Thriller bei 3sat

"Unterm Radar": Wie der Rechtsstaat im Angesicht von Terror zerbröselt

von Jens Szameit

Wie weit darf der Staat gehen, um eine konkrete Terrorgefahr abzuwenden? Dieser Debatte nimmt sich der Thriller "Unterm Radar" auf etwas plumpe Art und Weise an.

3sat
Unterm Radar
Thriller • 26.07.2019 • 22:25 Uhr

Selten haben Dreharbeiten solchen Eindruck gemacht. Die Bilder eines ausgebrannten Linienbusses am Gendarmenmarkt schockten im Februar 2015 Berliner Passanten sowie Leser der eifrig berichtenden Hauptstadtpresse. Zu "echt" wirkte dieses Horrorszenario, zu sehr ist allen bewusst, dass die Gefahr eines islamistischen Anschlags auf deutschem Boden eine reale ist. Wie das Sprengstoffattentat im fertigen Film wirkt, lässt sich nun im zugehörigen TV-Thriller prüfen, den 3sat zu später Stunde wiederholt. In "Unterm Radar" (2015) geht es jedoch weniger um den vordergründigen Schrecken als vielmehr um die Katastrophe nach der Katastrophe. Nicht die Angst um Leib und Leben umtreibt den Film von Henriette Buegger (Buch) und Elmar Fischer (Regie), sondern die Sorge um das Zerbröseln des Rechtsstaats im Angesicht der Terrorgefahr.

Deutlich zu plakativ sind die Debattenpositionen nach guten und bösen Protagonisten aufgeteilt. Man darf sich als Zuschauer 90 Minuten lang an eine aufrechte Kämpferin gegen das Unheil klammern und mit ihr mitfiebern.

Christiane Paul spielt die Richterin Elke Seeberg, die es sich nie hätte träumen lassen, dass einmal ein Anti-Terror-Kommando des BKA ihre Wohnung stürmen, sie fesseln, knebeln und verhaften würde. Warum dieser unbescholtenen Bürgerin das angetan wird? Ihre Tochter Marie (Linn Reusse), Studentin der Islamwissenschaften und liiert mit einem Moslem, wird verdächtigt, in den Anschlag am Gendarmenmarkt verwickelt gewesen zu sein. Nun ist Marie verschwunden, und die verzweifelte Mutter soll zwei BKA-Beamten behilflich sein, sie zu jagen.

Was dann folgt, ist in weiten Teilen doch sehr erwartbar: Die schreckliche Presse belagert die Wohnung der "Terrormutter", ihr Vorgesetzter (Hans-Werner Meyer) übt sich in Opportunismus, und irgendwann kommt ein Imam ins Spiel, der für alle, die es immer noch nicht begriffen haben, erklärt, dass der Islam eine friedliche Religion sei, die von Terroristen nur missbraucht werde.

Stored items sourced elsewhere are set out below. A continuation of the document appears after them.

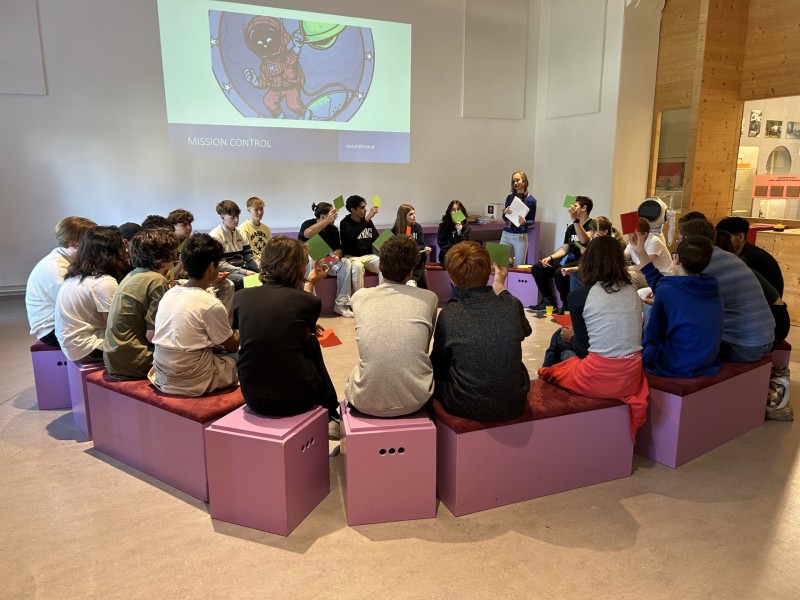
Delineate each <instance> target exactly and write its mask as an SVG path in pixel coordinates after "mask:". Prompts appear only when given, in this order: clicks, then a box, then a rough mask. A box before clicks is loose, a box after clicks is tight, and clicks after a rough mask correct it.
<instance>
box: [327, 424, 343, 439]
mask: <svg viewBox="0 0 800 600" xmlns="http://www.w3.org/2000/svg"><path fill="white" fill-rule="evenodd" d="M328 439H329V440H333V441H336V440H340V439H342V429H341V426H340V424H339V421H336V420H334V419H331V420H330V421H328Z"/></svg>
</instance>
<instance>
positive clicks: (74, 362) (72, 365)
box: [67, 361, 105, 440]
mask: <svg viewBox="0 0 800 600" xmlns="http://www.w3.org/2000/svg"><path fill="white" fill-rule="evenodd" d="M104 369H105V366H104V365H103V363H93V364H88V365H83V364H80V363H76V362H72V361H69V364H68V365H67V380H68V382H69V399H70V404H71V406H72V420H73V421H75V425H77V426H78V429H80V430H81V431H82V432H83V435H85V436H86V439H88V440H91V439H92V424H91V421H90V419H89V406H88V404H87V403H86V377H87V376H88V375H90V374H91V373H94V372H96V371H103V370H104Z"/></svg>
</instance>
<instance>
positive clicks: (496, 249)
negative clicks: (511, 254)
mask: <svg viewBox="0 0 800 600" xmlns="http://www.w3.org/2000/svg"><path fill="white" fill-rule="evenodd" d="M486 251H487V252H488V253H489V258H490V259H491V261H492V264H495V263H497V264H498V266H500V267H508V259H509V258H510V257H511V246H506V245H505V244H494V243H492V242H487V243H486Z"/></svg>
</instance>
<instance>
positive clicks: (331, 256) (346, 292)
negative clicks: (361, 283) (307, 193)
mask: <svg viewBox="0 0 800 600" xmlns="http://www.w3.org/2000/svg"><path fill="white" fill-rule="evenodd" d="M311 210H313V211H314V218H313V219H309V220H308V221H303V224H302V225H300V234H299V235H298V236H297V239H298V240H300V241H301V242H307V241H308V240H310V239H311V238H312V237H314V236H315V235H317V234H319V236H320V237H321V238H322V239H323V240H324V241H325V243H326V244H328V246H330V248H331V250H333V252H331V260H330V262H329V263H328V266H329V268H330V270H329V274H330V275H333V276H334V277H336V300H335V301H334V306H333V310H334V312H335V313H336V314H338V315H341V316H343V317H348V318H351V319H352V318H353V311H352V310H351V308H350V291H351V289H352V284H351V279H350V274H351V271H350V261H349V260H347V259H346V258H344V256H342V241H341V238H340V237H339V229H338V228H337V227H336V225H334V223H336V218H337V217H338V216H339V213H338V211H337V210H336V209H335V208H334V207H333V205H332V204H330V203H328V202H320V203H319V204H312V205H311Z"/></svg>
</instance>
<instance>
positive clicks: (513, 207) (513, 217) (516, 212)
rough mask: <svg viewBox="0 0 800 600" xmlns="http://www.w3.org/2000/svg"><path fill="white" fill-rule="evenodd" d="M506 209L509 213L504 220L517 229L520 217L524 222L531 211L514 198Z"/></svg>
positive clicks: (527, 207) (507, 214)
mask: <svg viewBox="0 0 800 600" xmlns="http://www.w3.org/2000/svg"><path fill="white" fill-rule="evenodd" d="M508 208H509V209H510V210H511V212H510V213H509V214H507V215H506V218H508V220H509V221H511V223H513V224H514V225H515V226H517V227H518V226H519V218H520V217H522V219H523V221H524V219H525V217H526V216H527V215H528V213H529V212H530V211H531V209H530V208H528V206H527V205H526V204H525V203H524V202H523V201H522V200H520V199H519V198H516V197H515V198H514V199H513V200H512V201H511V204H509V205H508Z"/></svg>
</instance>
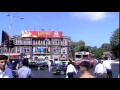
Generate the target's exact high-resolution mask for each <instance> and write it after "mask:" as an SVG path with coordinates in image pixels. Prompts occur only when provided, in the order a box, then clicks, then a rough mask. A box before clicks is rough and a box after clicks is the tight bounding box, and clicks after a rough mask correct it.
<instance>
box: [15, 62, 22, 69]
mask: <svg viewBox="0 0 120 90" xmlns="http://www.w3.org/2000/svg"><path fill="white" fill-rule="evenodd" d="M21 67H22V61H20V62H19V63H17V66H16V70H18V69H19V68H21Z"/></svg>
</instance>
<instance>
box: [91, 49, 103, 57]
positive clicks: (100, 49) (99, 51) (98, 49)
mask: <svg viewBox="0 0 120 90" xmlns="http://www.w3.org/2000/svg"><path fill="white" fill-rule="evenodd" d="M93 54H94V55H95V58H97V59H98V58H102V55H103V49H102V48H98V49H94V50H93Z"/></svg>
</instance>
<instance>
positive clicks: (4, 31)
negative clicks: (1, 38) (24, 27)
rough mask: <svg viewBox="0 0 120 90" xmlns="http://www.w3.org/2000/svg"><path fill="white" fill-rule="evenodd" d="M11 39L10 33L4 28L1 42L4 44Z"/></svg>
mask: <svg viewBox="0 0 120 90" xmlns="http://www.w3.org/2000/svg"><path fill="white" fill-rule="evenodd" d="M7 40H9V35H8V34H7V33H6V32H5V31H3V30H2V41H1V44H3V43H4V42H5V41H7Z"/></svg>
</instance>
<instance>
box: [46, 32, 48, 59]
mask: <svg viewBox="0 0 120 90" xmlns="http://www.w3.org/2000/svg"><path fill="white" fill-rule="evenodd" d="M45 42H46V43H45V44H46V59H48V58H47V48H48V46H47V33H46V37H45Z"/></svg>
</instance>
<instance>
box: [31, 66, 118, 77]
mask: <svg viewBox="0 0 120 90" xmlns="http://www.w3.org/2000/svg"><path fill="white" fill-rule="evenodd" d="M31 69H32V72H33V75H34V78H66V76H65V75H53V74H52V73H51V72H49V71H48V69H47V68H46V69H45V70H37V68H31ZM94 69H95V67H93V68H92V69H90V72H91V74H92V75H94ZM112 72H113V78H118V74H119V64H112ZM80 75H81V73H80V72H78V75H77V76H75V78H79V77H80Z"/></svg>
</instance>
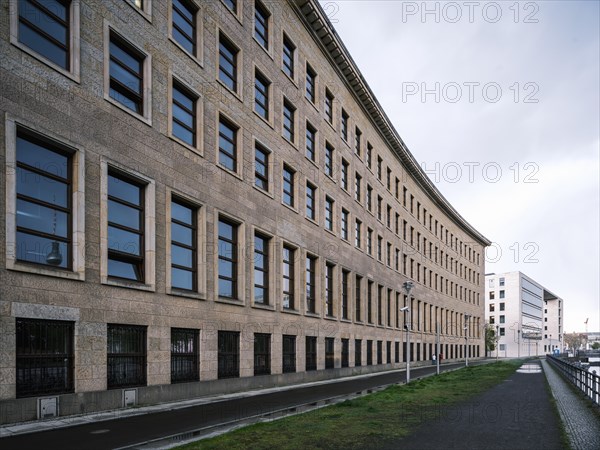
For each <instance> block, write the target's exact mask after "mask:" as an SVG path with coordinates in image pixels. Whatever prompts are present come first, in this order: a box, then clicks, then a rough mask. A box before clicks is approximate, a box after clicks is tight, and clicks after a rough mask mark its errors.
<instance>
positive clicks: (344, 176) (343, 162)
mask: <svg viewBox="0 0 600 450" xmlns="http://www.w3.org/2000/svg"><path fill="white" fill-rule="evenodd" d="M349 167H350V163H349V162H348V161H346V160H345V159H342V189H344V190H345V191H347V190H348V170H349Z"/></svg>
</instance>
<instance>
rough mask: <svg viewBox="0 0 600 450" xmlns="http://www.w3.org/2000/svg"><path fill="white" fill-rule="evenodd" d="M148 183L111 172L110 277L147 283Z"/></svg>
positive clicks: (109, 185)
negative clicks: (128, 178) (144, 206)
mask: <svg viewBox="0 0 600 450" xmlns="http://www.w3.org/2000/svg"><path fill="white" fill-rule="evenodd" d="M143 193H144V186H142V185H141V184H140V183H138V182H136V181H133V180H130V179H128V178H126V177H124V176H122V175H120V174H117V173H116V172H112V171H109V173H108V276H110V277H115V278H124V279H127V280H134V281H139V282H144V195H143Z"/></svg>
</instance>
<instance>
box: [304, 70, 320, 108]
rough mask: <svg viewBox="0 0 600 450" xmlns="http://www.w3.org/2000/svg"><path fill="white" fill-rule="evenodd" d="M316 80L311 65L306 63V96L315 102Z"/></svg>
mask: <svg viewBox="0 0 600 450" xmlns="http://www.w3.org/2000/svg"><path fill="white" fill-rule="evenodd" d="M316 82H317V73H316V72H315V71H314V69H313V68H312V67H310V65H309V64H308V63H307V64H306V98H307V99H308V100H310V101H311V102H312V103H315V102H316Z"/></svg>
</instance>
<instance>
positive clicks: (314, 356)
mask: <svg viewBox="0 0 600 450" xmlns="http://www.w3.org/2000/svg"><path fill="white" fill-rule="evenodd" d="M305 350H306V351H305V356H306V358H305V359H306V371H307V372H308V371H310V370H317V338H316V336H306V347H305Z"/></svg>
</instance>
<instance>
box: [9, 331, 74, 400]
mask: <svg viewBox="0 0 600 450" xmlns="http://www.w3.org/2000/svg"><path fill="white" fill-rule="evenodd" d="M16 327H17V331H16V363H17V374H16V375H17V376H16V378H17V379H16V384H17V397H18V398H19V397H31V396H35V395H46V394H64V393H68V392H73V360H74V354H73V322H62V321H55V320H34V319H17V323H16Z"/></svg>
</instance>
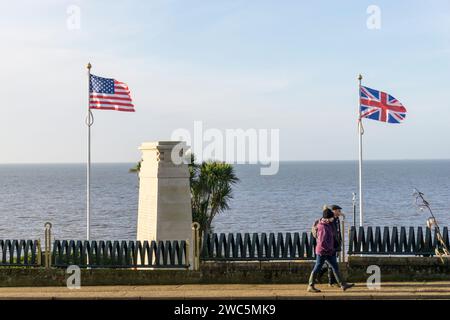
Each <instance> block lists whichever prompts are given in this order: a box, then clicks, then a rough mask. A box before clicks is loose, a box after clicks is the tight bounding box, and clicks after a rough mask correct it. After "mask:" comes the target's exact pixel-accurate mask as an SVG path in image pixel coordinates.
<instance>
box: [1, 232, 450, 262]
mask: <svg viewBox="0 0 450 320" xmlns="http://www.w3.org/2000/svg"><path fill="white" fill-rule="evenodd" d="M195 230H196V232H197V233H198V230H197V229H195ZM197 233H195V235H197V236H195V237H193V239H194V244H193V249H194V250H193V257H192V258H193V259H192V261H194V265H193V267H194V269H195V270H198V268H199V261H200V260H202V261H270V260H278V261H280V260H291V261H292V260H314V259H315V246H316V239H315V238H314V237H313V236H312V234H311V233H309V232H303V233H277V234H275V233H269V234H266V233H253V234H250V233H244V234H241V233H229V234H225V233H220V234H216V233H214V234H207V235H205V236H204V237H203V238H202V237H200V236H198V234H197ZM441 234H442V239H443V242H444V243H445V245H446V246H447V247H450V243H449V232H448V228H447V227H445V228H442V229H441ZM344 235H345V234H343V236H344ZM49 240H50V233H48V234H46V240H45V241H44V243H45V245H44V249H43V250H42V249H41V243H40V241H39V240H0V266H13V267H15V266H17V267H36V266H45V267H50V266H52V267H61V268H63V267H67V266H69V265H78V266H80V267H81V268H86V267H89V268H142V269H144V268H147V269H152V268H154V269H157V268H175V269H187V268H189V267H190V258H189V255H190V246H189V244H188V243H187V242H186V241H165V242H163V241H159V242H155V241H144V242H141V241H81V240H80V241H75V240H55V241H54V242H53V244H52V245H51V244H50V241H49ZM344 240H346V239H345V237H344ZM345 242H346V243H345V248H346V249H347V248H348V254H349V255H405V256H406V255H409V256H414V255H418V256H433V255H435V250H436V249H441V247H442V244H441V243H440V242H439V240H438V236H437V233H436V231H431V230H430V229H429V228H422V227H417V228H414V227H410V228H406V227H393V228H389V227H383V228H382V227H366V228H364V227H359V228H355V227H351V228H350V230H349V238H348V242H347V241H345ZM342 261H345V259H342Z"/></svg>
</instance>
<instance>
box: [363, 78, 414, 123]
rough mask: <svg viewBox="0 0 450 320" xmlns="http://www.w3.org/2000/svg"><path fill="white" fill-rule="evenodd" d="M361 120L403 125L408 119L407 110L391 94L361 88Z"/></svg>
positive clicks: (402, 105)
mask: <svg viewBox="0 0 450 320" xmlns="http://www.w3.org/2000/svg"><path fill="white" fill-rule="evenodd" d="M360 105H361V118H367V119H372V120H377V121H383V122H388V123H401V122H403V120H405V118H406V108H405V107H404V106H403V105H402V104H401V103H400V101H398V100H397V99H395V98H394V97H393V96H391V95H390V94H387V93H385V92H382V91H378V90H375V89H371V88H368V87H363V86H361V93H360Z"/></svg>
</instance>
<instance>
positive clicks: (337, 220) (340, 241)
mask: <svg viewBox="0 0 450 320" xmlns="http://www.w3.org/2000/svg"><path fill="white" fill-rule="evenodd" d="M325 208H329V209H330V210H331V211H333V216H334V220H333V227H334V229H335V231H336V242H335V246H336V255H337V256H338V257H339V253H340V252H341V251H342V250H343V249H345V248H342V245H343V244H342V232H341V220H340V218H341V217H342V218H343V219H345V214H344V213H343V212H342V208H341V207H340V206H338V205H336V204H334V205H332V206H330V207H328V206H324V209H325ZM316 223H317V222H316ZM327 271H328V286H330V287H333V286H334V285H337V281H336V279H335V278H334V274H333V270H332V269H331V267H330V265H329V264H328V263H325V264H324V265H323V267H322V269H321V270H320V272H319V274H318V276H317V279H318V281H319V282H320V279H322V276H323V275H324V274H325V273H327Z"/></svg>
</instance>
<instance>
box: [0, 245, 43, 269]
mask: <svg viewBox="0 0 450 320" xmlns="http://www.w3.org/2000/svg"><path fill="white" fill-rule="evenodd" d="M39 255H40V244H39V241H38V240H0V259H1V260H0V266H21V267H33V266H37V265H39V264H40V260H39V259H40V256H39Z"/></svg>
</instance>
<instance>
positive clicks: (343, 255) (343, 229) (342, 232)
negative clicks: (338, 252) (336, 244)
mask: <svg viewBox="0 0 450 320" xmlns="http://www.w3.org/2000/svg"><path fill="white" fill-rule="evenodd" d="M341 237H342V243H341V256H342V262H345V219H342V221H341Z"/></svg>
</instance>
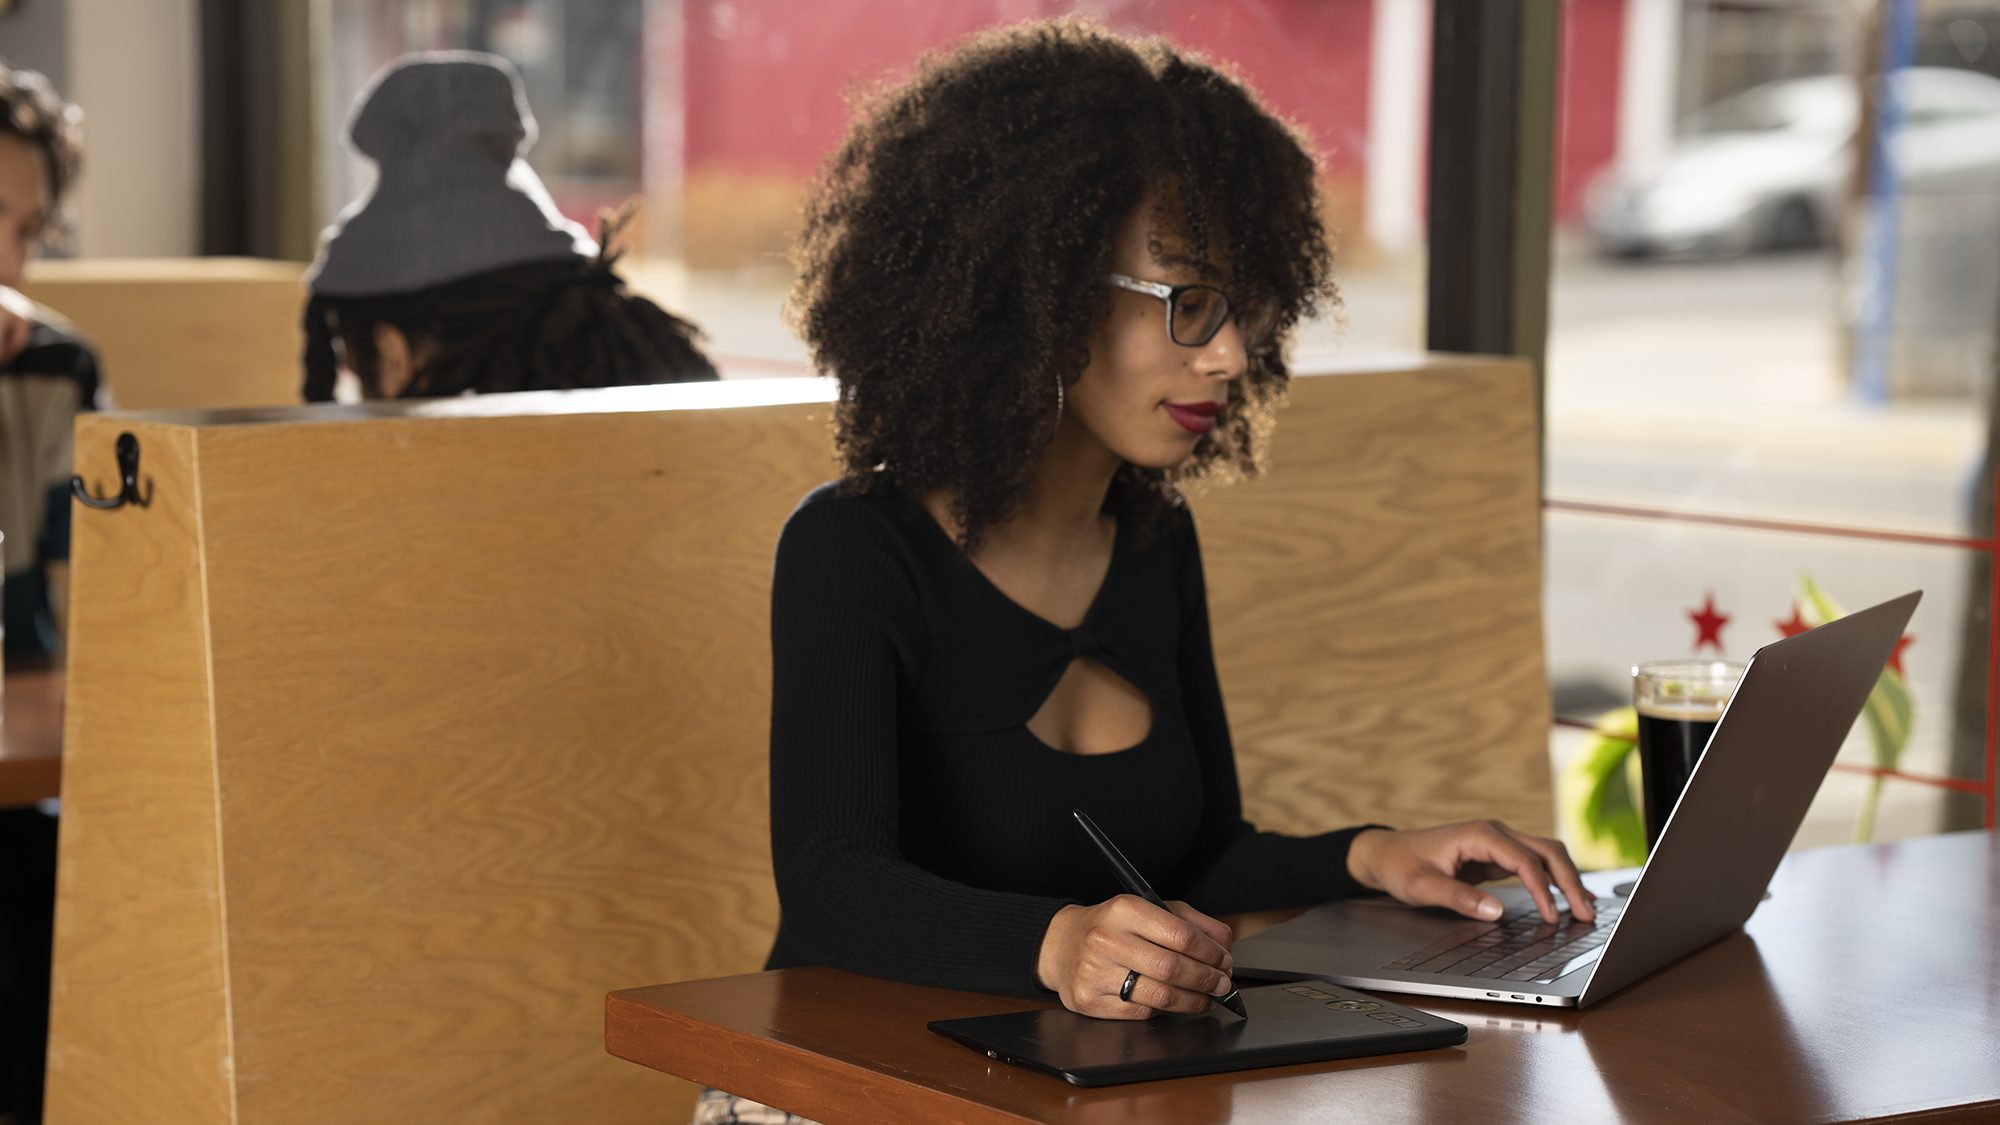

Der eigentliche Konflikt, den der Film erzählen will, wird indes durch die Figuren der beiden BKA-Männer transportiert. Durch einen vom alten Schlag (Heino Ferch), der den Rechtsstaat für schützenswert hält und sich bald auf die Seite der verzweifelten Mutter schlägt. Und durch seinen jüngeren Ex-Partner und neuen Vorgesetzten (Fabian Hinrichs), der von der Weiterbildung in den Vereinigten Staaten ein Faible für grenzwertige Methoden mitgebracht hat. Nachdem die Richterin Seeberg ihre Wohnung von den BKA-Wanzen und versteckten Kameras befreit hat, erfährt sie gar Schreckliches: Offenbar ist ihre Tochter gar nicht auf der Flucht, vielmehr belegen Filmaufnahmen, dass sie von deutschen Beamten verschleppt wurde.

Was sind wir bereit zu tun, um eine konkrete Terrorgefahr abzuwenden? Wie stark wollen wir auf zivile Grundrechte pochen, wenn Leib und Leben Unschuldiger im Fadenkreuz von Attentätern auftauchen? Die Verwerfungen der Weltgemeinschaft konfrontieren die Menschen im 21. Jahrhundert mit schlimmen Dilemmata – allerdings gebietet es die Genauigkeit anzuerkennen, dass der moralische Zwiespalt prinzipiell durch ein jedes Individuum läuft und nicht als äußere Grenze zwischen Gut und Böse.

Zeitgemäße Fiction-Erzählungen tragen dem in ambivalenten Figurenzeichnungen Rechnung, die es in "Unterm Radar" im Dienste der ethischen Klarheit nicht gibt. Auch wenn man der einseitig warnenden Lesart der Filmemacher zustimmen will, wofür es fraglos gute Gründe gibt: Es wirkt am Ende doch etwas plump, wenn das Ganze aufbereitet ist wie ein zeigefingerdidaktischer Beitrag zur politischen Bildung.